In 1861, Governor of Illinois Richard Yates named Johnson to the Board of Medical Examiners for the State of Illinois, where he was immediately elected President of the Board. He was responsible for overseeing the qualifications of physicians for the appointment in the Medical Department of the Army and served the Governor as chief medical adviser. The United States Sanitary Commission requested that Johnson visit the Department of the South; he was present at General David Hunter's request for the Second Battle of Fort Sumter.

===Personal life===
Johnson married Margaret Ann Seward, a relative of William H. Seward, in May 1855. They had two children, a son and a daughter.
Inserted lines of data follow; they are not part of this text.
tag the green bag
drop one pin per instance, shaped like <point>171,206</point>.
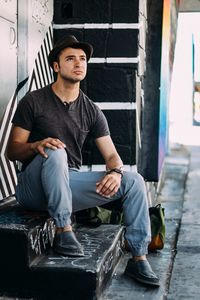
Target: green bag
<point>95,216</point>
<point>157,218</point>
<point>113,214</point>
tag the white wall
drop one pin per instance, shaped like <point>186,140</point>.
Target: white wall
<point>181,129</point>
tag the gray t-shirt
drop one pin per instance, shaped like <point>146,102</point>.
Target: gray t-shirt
<point>44,115</point>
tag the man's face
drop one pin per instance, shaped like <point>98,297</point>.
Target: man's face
<point>72,65</point>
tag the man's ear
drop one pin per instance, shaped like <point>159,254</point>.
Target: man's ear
<point>55,66</point>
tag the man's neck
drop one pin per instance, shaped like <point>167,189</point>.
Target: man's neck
<point>66,93</point>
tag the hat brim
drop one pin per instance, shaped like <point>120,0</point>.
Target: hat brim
<point>86,47</point>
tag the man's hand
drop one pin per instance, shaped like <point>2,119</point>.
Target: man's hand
<point>51,143</point>
<point>109,185</point>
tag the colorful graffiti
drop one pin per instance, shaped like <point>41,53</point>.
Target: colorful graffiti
<point>170,13</point>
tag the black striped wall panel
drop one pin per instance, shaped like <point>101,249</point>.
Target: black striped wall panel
<point>41,75</point>
<point>112,27</point>
<point>95,11</point>
<point>106,42</point>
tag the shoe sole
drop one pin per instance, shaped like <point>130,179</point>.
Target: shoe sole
<point>156,284</point>
<point>69,253</point>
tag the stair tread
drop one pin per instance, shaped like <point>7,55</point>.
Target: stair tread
<point>96,242</point>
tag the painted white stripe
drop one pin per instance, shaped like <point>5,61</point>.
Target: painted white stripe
<point>116,105</point>
<point>128,168</point>
<point>98,26</point>
<point>116,60</point>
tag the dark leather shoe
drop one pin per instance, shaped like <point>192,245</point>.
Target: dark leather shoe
<point>66,243</point>
<point>141,271</point>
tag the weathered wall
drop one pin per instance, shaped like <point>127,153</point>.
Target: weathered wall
<point>23,67</point>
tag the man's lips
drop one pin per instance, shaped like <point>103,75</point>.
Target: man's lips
<point>78,72</point>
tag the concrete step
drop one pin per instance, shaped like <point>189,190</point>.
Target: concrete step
<point>24,235</point>
<point>29,268</point>
<point>80,278</point>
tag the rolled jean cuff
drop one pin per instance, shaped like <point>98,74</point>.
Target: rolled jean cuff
<point>62,220</point>
<point>138,249</point>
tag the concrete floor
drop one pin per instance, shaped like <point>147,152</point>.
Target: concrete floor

The daughter died young, but the son, Frank Seward Johnson, followed his father into the medical profession. He was later named the Professor of General Pathology and Pathological Anatomy at the Chicago Medical College. Hosmer Johnson was initiated into the Masonic Order in 1853 and rose to become Grand Orator of the Grand Lodge of Illinois. He organized a Knights Templar chapter for Illinois and was first officer of that branch for two terms. He became a member of the Supreme Council of the Scottish Rite Northern Jurisdiction in 1861, later becoming and officer. He could speak seven foreign languages fluently and also had a strong knowledge of the Ojibwe language. He served on the board of trustees of the University of Chicago and Northwestern University. Johnson died from pneumonia at his Chicago home on February 26, 1891, and was buried in Rosehill Cemetery.